これは、ウチのモカがまだ3歳くらいだった頃の話です。
モカの兄猫が湖畔に戻って2年後。
(このお話は、ずいぶん前に某巨大掲示板でも書いた事があります)
幾つもの意味で、猫の生涯や自分達の老後を考えさせられた出来事でもあります。
真冬の夜、私達夫婦はモカを家に残してクルマで外出し、
帰宅は深夜1時を回りました。

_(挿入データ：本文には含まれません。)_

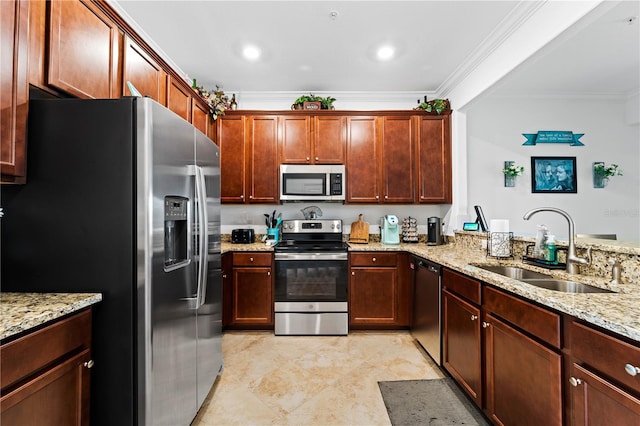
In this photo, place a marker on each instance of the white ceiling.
(305, 50)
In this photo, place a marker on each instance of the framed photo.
(553, 175)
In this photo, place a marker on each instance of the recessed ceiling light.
(385, 53)
(251, 53)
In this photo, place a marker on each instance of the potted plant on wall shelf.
(602, 173)
(312, 101)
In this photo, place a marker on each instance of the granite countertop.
(618, 312)
(22, 311)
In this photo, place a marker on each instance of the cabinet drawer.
(251, 259)
(606, 354)
(28, 354)
(543, 324)
(374, 259)
(462, 285)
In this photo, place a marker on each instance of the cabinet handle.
(631, 370)
(575, 382)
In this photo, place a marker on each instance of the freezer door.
(166, 291)
(209, 324)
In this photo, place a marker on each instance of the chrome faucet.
(572, 259)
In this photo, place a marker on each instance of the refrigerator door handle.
(203, 229)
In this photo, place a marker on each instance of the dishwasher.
(426, 327)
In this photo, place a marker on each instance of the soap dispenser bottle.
(551, 249)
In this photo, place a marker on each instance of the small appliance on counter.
(390, 230)
(242, 236)
(434, 235)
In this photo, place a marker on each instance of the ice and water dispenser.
(175, 232)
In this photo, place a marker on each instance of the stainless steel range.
(311, 279)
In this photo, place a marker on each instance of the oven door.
(311, 277)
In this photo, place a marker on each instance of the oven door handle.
(311, 256)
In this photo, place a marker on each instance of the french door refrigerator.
(123, 198)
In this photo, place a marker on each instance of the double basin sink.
(542, 280)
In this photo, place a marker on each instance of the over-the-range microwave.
(301, 182)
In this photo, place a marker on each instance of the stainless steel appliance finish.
(126, 195)
(311, 279)
(426, 327)
(302, 182)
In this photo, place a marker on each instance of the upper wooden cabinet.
(434, 159)
(144, 72)
(14, 90)
(179, 98)
(312, 139)
(83, 50)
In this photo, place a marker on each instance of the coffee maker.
(434, 237)
(390, 230)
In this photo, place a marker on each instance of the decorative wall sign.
(553, 136)
(553, 175)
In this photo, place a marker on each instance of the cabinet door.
(14, 89)
(434, 159)
(231, 140)
(373, 296)
(363, 154)
(262, 140)
(295, 140)
(397, 159)
(523, 377)
(595, 401)
(461, 350)
(83, 50)
(179, 98)
(329, 139)
(200, 117)
(143, 72)
(252, 296)
(60, 396)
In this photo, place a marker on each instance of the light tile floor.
(311, 380)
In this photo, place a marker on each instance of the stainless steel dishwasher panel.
(426, 325)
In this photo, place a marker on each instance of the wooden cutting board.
(359, 231)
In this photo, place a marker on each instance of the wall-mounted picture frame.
(554, 175)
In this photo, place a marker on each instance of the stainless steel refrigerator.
(123, 198)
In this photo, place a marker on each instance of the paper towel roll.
(499, 225)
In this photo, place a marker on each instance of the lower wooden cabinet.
(379, 290)
(523, 377)
(248, 293)
(461, 343)
(46, 374)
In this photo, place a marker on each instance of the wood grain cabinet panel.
(14, 89)
(434, 159)
(144, 72)
(363, 155)
(179, 98)
(523, 377)
(230, 131)
(83, 50)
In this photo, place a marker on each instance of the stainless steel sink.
(542, 280)
(514, 272)
(565, 286)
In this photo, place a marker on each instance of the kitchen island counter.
(21, 312)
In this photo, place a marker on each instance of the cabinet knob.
(575, 382)
(631, 370)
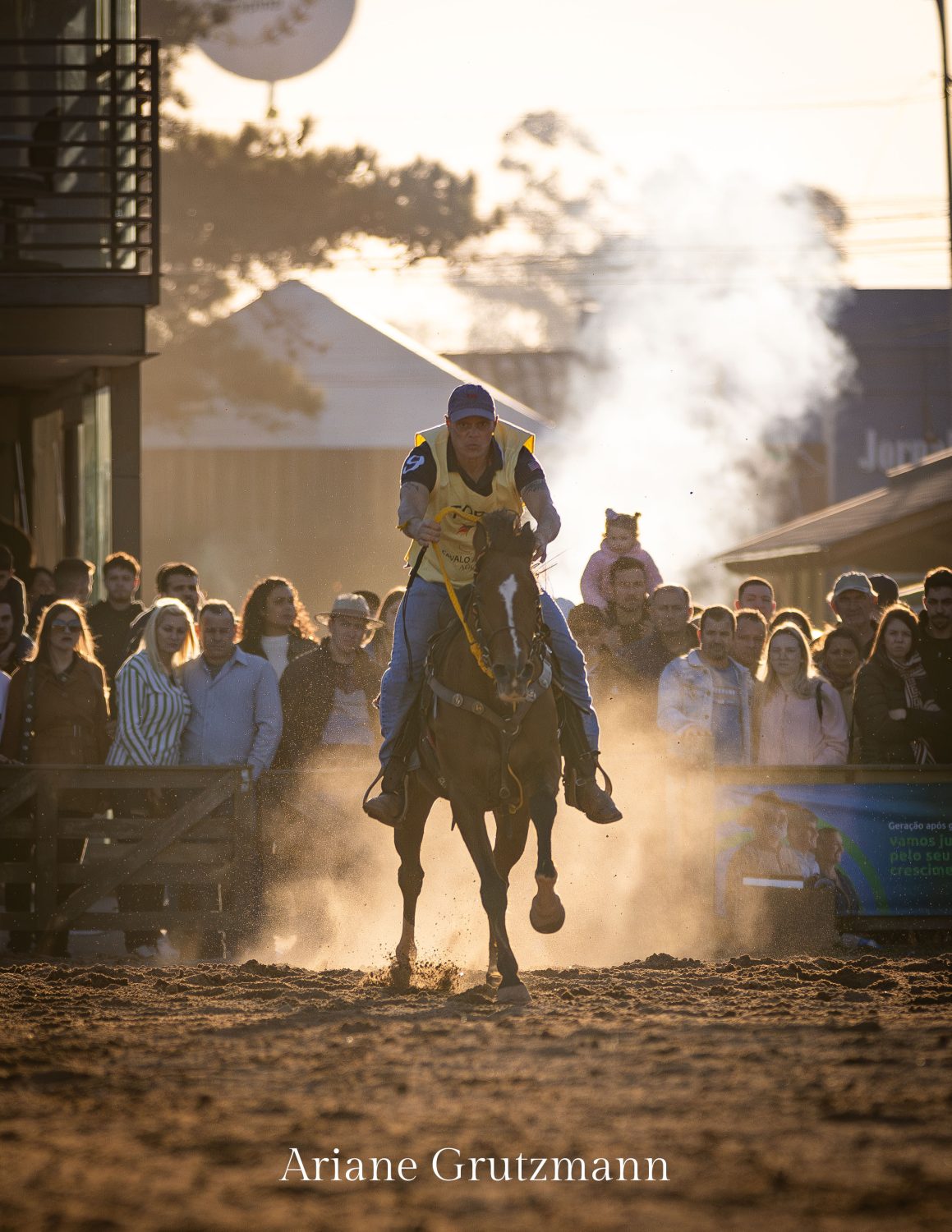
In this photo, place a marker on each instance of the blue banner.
(885, 848)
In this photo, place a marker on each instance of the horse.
(489, 742)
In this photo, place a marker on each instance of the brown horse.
(493, 747)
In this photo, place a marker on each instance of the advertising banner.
(885, 848)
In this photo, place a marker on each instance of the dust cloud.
(629, 890)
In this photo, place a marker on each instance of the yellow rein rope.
(475, 648)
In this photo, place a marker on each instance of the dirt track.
(782, 1093)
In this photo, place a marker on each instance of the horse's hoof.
(513, 995)
(545, 914)
(401, 976)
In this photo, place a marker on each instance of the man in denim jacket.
(703, 699)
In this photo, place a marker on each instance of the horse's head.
(505, 596)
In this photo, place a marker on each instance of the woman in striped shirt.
(152, 710)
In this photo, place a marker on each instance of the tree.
(241, 214)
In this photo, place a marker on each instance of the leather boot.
(389, 806)
(582, 793)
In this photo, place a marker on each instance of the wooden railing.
(172, 827)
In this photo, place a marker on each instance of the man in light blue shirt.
(236, 719)
(236, 704)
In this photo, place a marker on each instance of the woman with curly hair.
(797, 715)
(895, 702)
(275, 625)
(57, 714)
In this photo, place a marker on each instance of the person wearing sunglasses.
(57, 714)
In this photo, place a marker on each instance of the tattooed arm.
(537, 499)
(412, 514)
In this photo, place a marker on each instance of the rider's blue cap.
(471, 399)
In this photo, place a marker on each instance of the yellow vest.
(456, 542)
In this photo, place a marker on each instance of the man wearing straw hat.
(476, 463)
(327, 694)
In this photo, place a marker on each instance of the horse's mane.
(505, 535)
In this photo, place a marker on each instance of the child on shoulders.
(621, 539)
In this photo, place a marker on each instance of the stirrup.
(382, 813)
(574, 780)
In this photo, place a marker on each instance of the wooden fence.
(172, 827)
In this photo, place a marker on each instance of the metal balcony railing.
(79, 157)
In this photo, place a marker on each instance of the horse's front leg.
(511, 834)
(472, 825)
(545, 914)
(408, 839)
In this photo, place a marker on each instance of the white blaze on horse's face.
(508, 591)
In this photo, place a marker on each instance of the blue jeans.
(424, 608)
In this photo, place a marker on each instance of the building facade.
(79, 268)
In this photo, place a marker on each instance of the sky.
(706, 113)
(840, 94)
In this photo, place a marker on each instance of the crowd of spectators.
(757, 684)
(190, 682)
(185, 682)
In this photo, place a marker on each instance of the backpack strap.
(26, 732)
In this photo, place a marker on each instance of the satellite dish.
(274, 39)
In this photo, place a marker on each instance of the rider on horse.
(476, 463)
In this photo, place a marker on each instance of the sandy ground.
(786, 1093)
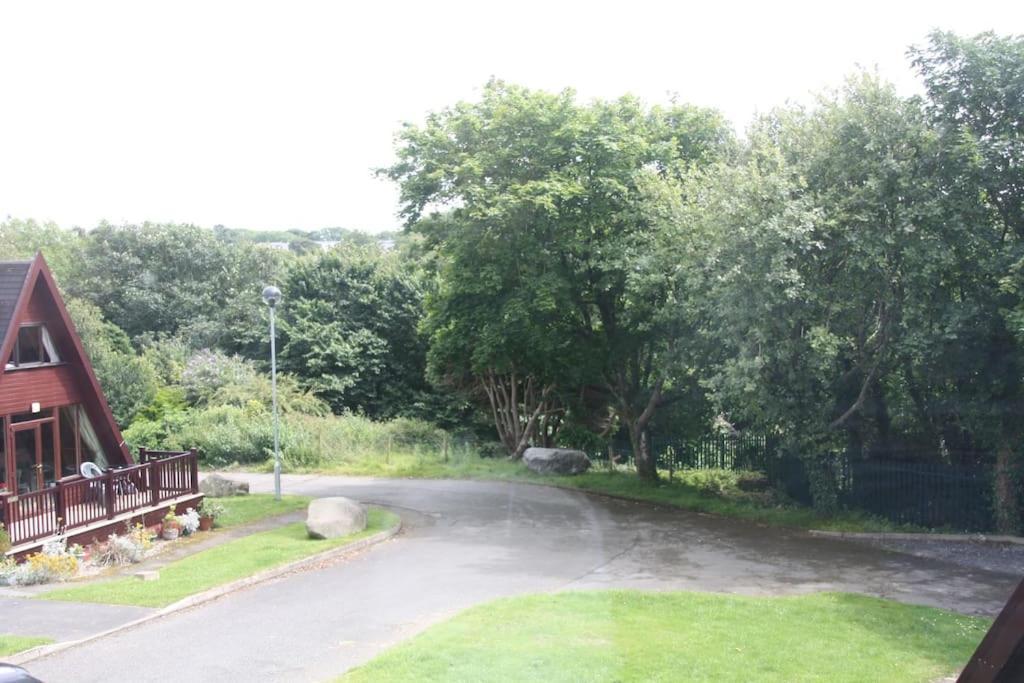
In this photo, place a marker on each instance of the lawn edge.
(212, 594)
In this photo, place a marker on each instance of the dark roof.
(12, 274)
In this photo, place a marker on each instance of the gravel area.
(1001, 557)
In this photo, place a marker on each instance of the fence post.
(58, 504)
(109, 493)
(155, 481)
(194, 467)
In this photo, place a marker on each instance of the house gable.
(72, 380)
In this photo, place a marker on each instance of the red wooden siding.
(56, 385)
(69, 382)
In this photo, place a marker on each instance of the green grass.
(466, 465)
(637, 636)
(14, 644)
(244, 509)
(206, 569)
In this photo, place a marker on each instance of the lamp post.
(271, 295)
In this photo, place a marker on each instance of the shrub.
(8, 569)
(119, 550)
(188, 521)
(715, 481)
(45, 567)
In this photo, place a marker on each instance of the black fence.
(931, 495)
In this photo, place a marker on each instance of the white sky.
(271, 115)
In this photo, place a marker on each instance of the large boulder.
(218, 486)
(334, 517)
(556, 461)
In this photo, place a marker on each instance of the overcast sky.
(272, 115)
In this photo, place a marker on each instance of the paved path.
(467, 542)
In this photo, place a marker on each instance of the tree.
(166, 280)
(560, 190)
(348, 327)
(128, 381)
(974, 89)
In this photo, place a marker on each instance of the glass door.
(28, 459)
(35, 455)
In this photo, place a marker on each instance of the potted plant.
(171, 527)
(209, 512)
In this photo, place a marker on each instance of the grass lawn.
(638, 636)
(232, 560)
(244, 509)
(463, 465)
(14, 644)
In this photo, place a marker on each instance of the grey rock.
(335, 517)
(218, 486)
(556, 461)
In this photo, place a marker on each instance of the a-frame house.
(64, 464)
(52, 411)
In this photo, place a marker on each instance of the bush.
(119, 550)
(45, 567)
(714, 481)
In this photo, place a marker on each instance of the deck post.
(109, 493)
(58, 504)
(194, 465)
(155, 480)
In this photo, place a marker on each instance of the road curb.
(208, 596)
(956, 538)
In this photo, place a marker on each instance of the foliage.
(188, 521)
(128, 381)
(212, 378)
(229, 561)
(121, 550)
(551, 271)
(45, 567)
(592, 635)
(241, 510)
(171, 521)
(212, 509)
(715, 481)
(348, 327)
(155, 279)
(13, 644)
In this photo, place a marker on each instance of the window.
(3, 454)
(34, 347)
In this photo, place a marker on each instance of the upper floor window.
(34, 347)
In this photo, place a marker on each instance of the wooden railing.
(76, 502)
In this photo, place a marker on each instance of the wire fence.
(924, 494)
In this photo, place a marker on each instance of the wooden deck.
(77, 506)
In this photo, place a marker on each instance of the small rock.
(335, 517)
(556, 461)
(218, 486)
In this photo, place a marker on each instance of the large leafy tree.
(558, 194)
(349, 331)
(175, 280)
(826, 248)
(976, 97)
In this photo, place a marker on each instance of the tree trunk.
(1008, 499)
(516, 407)
(646, 465)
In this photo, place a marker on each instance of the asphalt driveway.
(466, 542)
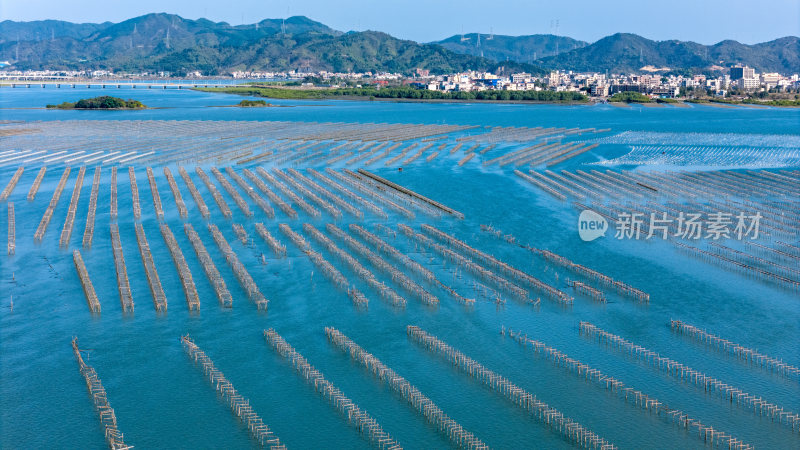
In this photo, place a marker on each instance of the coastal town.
(736, 80)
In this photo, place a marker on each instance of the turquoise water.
(163, 401)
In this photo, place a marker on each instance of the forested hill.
(164, 42)
(624, 53)
(526, 49)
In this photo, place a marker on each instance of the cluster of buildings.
(741, 78)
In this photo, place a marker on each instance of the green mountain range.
(624, 53)
(512, 48)
(165, 42)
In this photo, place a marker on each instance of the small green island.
(102, 102)
(253, 104)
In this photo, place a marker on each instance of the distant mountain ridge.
(624, 52)
(156, 42)
(514, 48)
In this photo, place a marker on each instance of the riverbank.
(403, 94)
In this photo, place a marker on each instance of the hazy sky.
(704, 21)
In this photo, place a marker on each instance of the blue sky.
(704, 21)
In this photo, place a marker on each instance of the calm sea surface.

気温は氷点下近かったと思います。
帰り道、自宅まで50mまで迫った道路で、
道の真ん中に白い何かが見えました。
良く見ると白い猫が道路の真ん中でうずくまって座っています。
私のクルマが接近しても、ずっと居座るので怪訝に思い、
クルマから降りて猫の様子を見ました。
丸くうつぶせになったまま、動こうとしません。
声をかけると、私を見て、か細い消え入るような声で
「にゃぁ」と何かを訴えます。
かなり弱っているようで、体を触ると
氷のように冷えた身体、私の手には膿みのような物がつきました。
何かの病気なのか、このままでは死んでしまいそうな気配がしたので、
猫とクルマをそのままにして、一度我が家に入ります。
念のため、手に付いた膿みを洗い流してアルコール消毒。
家にはモカがいた為、伝染性の病気を持っていたらと心配し、
妻に先日買ったばかりの衣装ケースを準備させ、
使い捨てカイロを何個も敷いて、その上にバスタオルを敷いて
猫を入れて様子を見ました。
夜中でしたが、ちょっとバタバタとしていましたので、
近所の奥さんが様子見に出てきました。
その猫の事を知っていると言います。
名前はシロちゃん。
飼い主は3ヶ月前に入院した老婦人との事。
その後は近所の方がご飯をあげていたと言います。
しかし少しずつ食が細り、ここ一週間は何も食べず、
1~2日前から行方不明になっていたとの事でした。
部屋に戻り、24時間救急の獣医さんを探していると、
衣装ケースからまたか細い声で「にゃぁぁ」と聞こえます。
すぐに猫の様子を見たら、プラケースの中で、
もう、息を無くしていました。
あの猫が深夜、どうして道路上にいたのかはわかりません。
ただ、死に直面した体力で、氷点下の道路の真ん中まで出てくるのは
大変だったろうと思うと、悲しくなりました。
この子は自分の死期を悟ったのだろうか?
死を誰かに看取って欲しかったのだろうか?
いや、最後に飼い主に会いたくて、人間の力を借りようとしたのかも知れない、
などと考えながら、また冷たくなっていく猫の体をタオルに包みました。
そして翌日、近所でこの話が広がって、飼い主の方の息子さんと
連絡が取れて、亡骸は飼い主の元へ引き取られていきました。
あの猫は、猫好きな私達が
道を通るのを知っていたのかな?
生きている時は飼い主さんには会えなかったけれど、
飼い主さんの元に戻れたから、少しは願いは叶ったのかな、
そんな気持ちになりました。
幸せな暮らしをした猫に取って、
飼い主さんは親以上の存在なのかも知れません。
飼い主さんと一緒に過ごした幸せな時間は、
猫に取ってもかけがえの無い時間だったのだろうと思います。
静岡から帰ってきた兄猫マメも、
今回の猫ちゃんも、
飼い主さんの事が大好きだったと思います。
人と猫との絆って、人が考える以上にとても深いな、と思います。
それとともに、私達夫婦が老いた時、シロちゃんのような思いを、
猫たちにはさせたくない、そう思わせてもくれた、出来事でした。